A two-way repeated measures ANOVA with a significance level of 0.05 was used to test for significant main and interaction effects of wheelchair type (K4, K5) and trial condition (Tile, Mat, Ramp). Bonferroni post hoc comparisons were used to determine pair-wise differences between groups.

RESULTS

Grouped SLmax for the K5 wheelchair was higher (p=0.003, Δ = 9.5±2.0°) (Fig. 1). Within trial conditions, SLmax was significantly higher for K5 on Tile (p=0.002), Ramp (p=0.034) and Mat (p=0.001).

DISCUSSION

Our study measured the propulsive work cost relative to distance traveled, and found that this measure was 8.3±1.7 J∙m-1 higher for the K4 wheelchair.  These findings are consistent with expectations based on the higher weight of the K4 wheelchair and the consideration of the test conditions: in Ramp, the work to increase potential energy increases with weight, whereas for Mat the loss of energy due to rolling resistance is increased with weight. As a ratio of cost (propulsive work) to benefit (distance traveled), results from this measure may be compared with previous reports on efficiency. Having found no reports investigating propulsive efficiency in pediatrics, we review reports from adult populations, and we acknowledge that this difference represents a limitation on our ability to compare with results and mechanisms described in those studies. Beekman, Miller-Porter, and Schoneberger (1999)  reported higher oxygen cost per distance travelled (VO2 mL/kg/m) when adults with SCI propelled heavier, folding frame standard wheelchairs than when they propelled rigid frame, ultralight wheelchairs.  Van der Woude, Veeger, Rozendal, and Sargeant (1989)  reported the effects of seating height on gross mechanical efficiency (GME), defined as the ratio of energy expenditure (derived from oxygen uptake) to the external power output measured during wheelchair propulsion on a treadmill.
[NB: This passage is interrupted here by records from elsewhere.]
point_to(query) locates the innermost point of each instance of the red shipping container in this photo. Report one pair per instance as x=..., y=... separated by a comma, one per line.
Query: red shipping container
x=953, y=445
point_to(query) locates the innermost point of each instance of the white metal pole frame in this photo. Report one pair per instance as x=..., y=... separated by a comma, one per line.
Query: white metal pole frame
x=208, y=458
Lower seat height was associated with increased GME, and it is possible that the lower seating height in the K5 wheelchair contributed to the lower propulsive work cost we observed. Overall, our data indicate that the use of the K5 wheelchair by pediatric manual wheelchair benefits mobility through decreased energy cost.
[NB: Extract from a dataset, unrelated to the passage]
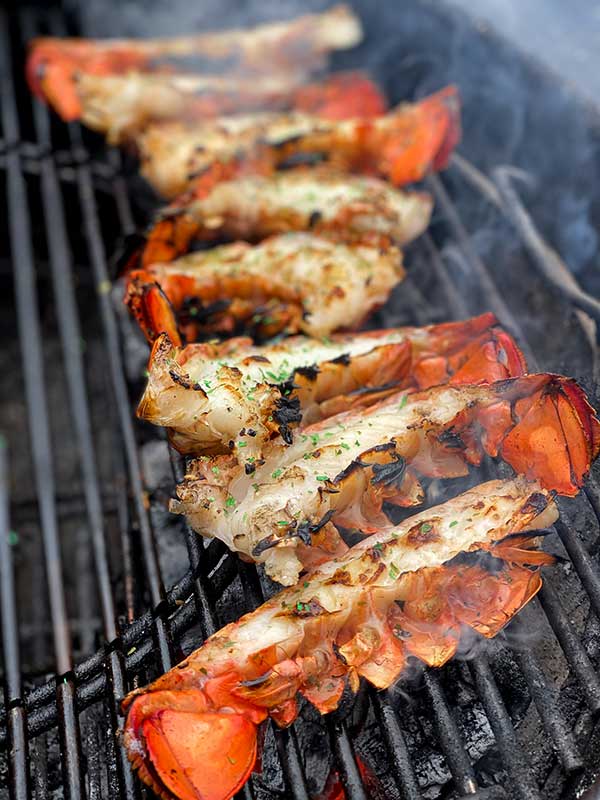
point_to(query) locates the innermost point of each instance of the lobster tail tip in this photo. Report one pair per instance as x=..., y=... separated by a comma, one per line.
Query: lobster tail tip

Higher maximum shoulder flexion angles were observed (9.5± 2.0°) when participants propelled in the K5 wheelchair. Maximum shoulder flexion takes place at the end of the propulsive phase, suggesting that the K5 allows the user to prolong the contact with the pushrim during the final part of this phase. This higher maximum shoulder flexion and prolonged pushrim contact might contribute to the reduced propulsive work cost.

Marked differences in propulsive work cost were recorded between conditions. Conversely, no significant differences were found for maximum shoulder flexion, suggesting that this measure is relatively invariant. This invariance in active range of motion might be important to the overuse injury mechanism of the shoulder during wheelchair propulsion in pediatrics.
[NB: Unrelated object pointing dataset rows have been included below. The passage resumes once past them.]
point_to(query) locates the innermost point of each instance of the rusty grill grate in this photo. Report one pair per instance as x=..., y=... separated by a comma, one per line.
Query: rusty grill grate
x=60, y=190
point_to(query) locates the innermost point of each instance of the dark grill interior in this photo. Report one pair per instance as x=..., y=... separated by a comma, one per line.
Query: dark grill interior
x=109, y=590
Our study reports on the differences in propulsive work cost and maximum shoulder flexion between representative K4 and K5 wheelchairs. Together these findings add to the body of evidence that, in addition to lighter weight, differences in configuration options impact the effectiveness of manual wheelchairs. A more comprehensive study of differences in forces and propulsion patterns associated with these wheelchair types and propulsion conditions is ongoing.